Sitting just 30 km from the Iranian border, this Ottoman stalwart blends together the architectural design of the surrounding cultures (Ottoman, Persian, and Armenian) with fluidity and precision. The imposing structure carries with it memories of a time gone by, when pashas and their families ruled the mountains of Anatolia, and the Ottomans controlled from Iran to the shores of Spain, from the tip of the Arabian peninsula to the walls of Vienna.
Construction started on the palace in 1685 by Colak Abdi Pasha, the bey of Beyazit province, continued by his son İshak Pasha and completed by his grandson Mehmet Pasha, surviving over 300 hundred years through war, the fall of the Ottoman empire, infighting, and now, secured as a UNESCO work heritage site.
The site consists of multiple courtyards, a Mosque, the men’s quarters, baths, a ceremony hall, a bakery and kitchen, dungeons, a massive Harem, a soup kitchen, and an impressive central heating system.

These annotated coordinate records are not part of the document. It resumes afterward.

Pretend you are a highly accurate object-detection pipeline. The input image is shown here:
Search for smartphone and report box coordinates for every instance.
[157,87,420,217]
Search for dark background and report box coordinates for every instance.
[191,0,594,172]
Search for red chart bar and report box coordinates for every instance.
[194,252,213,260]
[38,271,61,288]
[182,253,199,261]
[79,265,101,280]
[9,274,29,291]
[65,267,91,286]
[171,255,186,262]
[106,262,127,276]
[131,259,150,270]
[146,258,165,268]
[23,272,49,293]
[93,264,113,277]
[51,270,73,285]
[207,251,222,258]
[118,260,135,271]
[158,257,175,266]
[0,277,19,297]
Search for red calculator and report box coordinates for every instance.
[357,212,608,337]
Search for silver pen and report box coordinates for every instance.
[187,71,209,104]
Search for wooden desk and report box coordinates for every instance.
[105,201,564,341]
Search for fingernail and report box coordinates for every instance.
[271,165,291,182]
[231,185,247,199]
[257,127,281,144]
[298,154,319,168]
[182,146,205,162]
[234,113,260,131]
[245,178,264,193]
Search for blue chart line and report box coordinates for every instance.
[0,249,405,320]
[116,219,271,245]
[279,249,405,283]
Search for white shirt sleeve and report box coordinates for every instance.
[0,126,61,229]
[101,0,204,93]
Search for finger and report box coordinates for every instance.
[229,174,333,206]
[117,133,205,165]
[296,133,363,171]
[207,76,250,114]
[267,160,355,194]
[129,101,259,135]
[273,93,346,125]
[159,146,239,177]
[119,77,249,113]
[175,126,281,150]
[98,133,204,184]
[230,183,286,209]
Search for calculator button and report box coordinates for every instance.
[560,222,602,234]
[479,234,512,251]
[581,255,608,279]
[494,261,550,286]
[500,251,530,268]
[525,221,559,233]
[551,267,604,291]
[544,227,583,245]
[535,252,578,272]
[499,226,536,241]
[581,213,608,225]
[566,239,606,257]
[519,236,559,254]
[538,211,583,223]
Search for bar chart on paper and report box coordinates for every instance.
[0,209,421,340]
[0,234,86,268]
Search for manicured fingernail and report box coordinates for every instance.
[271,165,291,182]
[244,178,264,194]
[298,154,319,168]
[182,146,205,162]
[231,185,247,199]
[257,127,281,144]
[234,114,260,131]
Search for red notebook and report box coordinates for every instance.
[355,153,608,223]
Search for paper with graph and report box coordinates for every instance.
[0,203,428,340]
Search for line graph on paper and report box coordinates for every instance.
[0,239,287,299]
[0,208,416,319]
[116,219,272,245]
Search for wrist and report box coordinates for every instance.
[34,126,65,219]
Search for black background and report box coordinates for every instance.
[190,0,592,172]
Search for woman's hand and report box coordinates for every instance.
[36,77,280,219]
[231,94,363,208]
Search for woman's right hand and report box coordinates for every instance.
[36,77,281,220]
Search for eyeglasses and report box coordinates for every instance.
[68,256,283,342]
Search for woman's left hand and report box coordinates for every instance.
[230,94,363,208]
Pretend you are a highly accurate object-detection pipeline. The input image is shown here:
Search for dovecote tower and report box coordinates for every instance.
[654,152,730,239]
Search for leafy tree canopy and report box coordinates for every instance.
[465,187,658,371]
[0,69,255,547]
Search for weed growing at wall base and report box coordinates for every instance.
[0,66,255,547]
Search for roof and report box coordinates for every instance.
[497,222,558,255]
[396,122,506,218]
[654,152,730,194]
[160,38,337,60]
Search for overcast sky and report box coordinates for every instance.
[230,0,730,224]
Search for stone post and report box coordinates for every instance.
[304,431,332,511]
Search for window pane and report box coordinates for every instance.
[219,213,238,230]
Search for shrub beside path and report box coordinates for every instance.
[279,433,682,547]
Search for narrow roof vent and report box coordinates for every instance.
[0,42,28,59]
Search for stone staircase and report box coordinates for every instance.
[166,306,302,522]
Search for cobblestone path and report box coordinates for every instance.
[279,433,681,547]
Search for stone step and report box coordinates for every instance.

Though the palace was abandoned after the fall of the Ottoman Empire, the essence and grandeur of what used to be can be found inside it’s intricate and ornate walls. But what makes the palace truly breathtaking is it’s location; surrounded on all sides by the Iranian border, the charming/rugged town of Doğubayazıt, Turkey, the hills in the shadows of the 5,000m Mt. Ararat, and the tomb of an Uratian King. A visit to the palace is not just about the site itself, but about the region that has been home to Urartu and Armenian Empires, was occupied by Persians, Assyrians, and Ottomans, and is home to the landing spot of Noah’s Ark.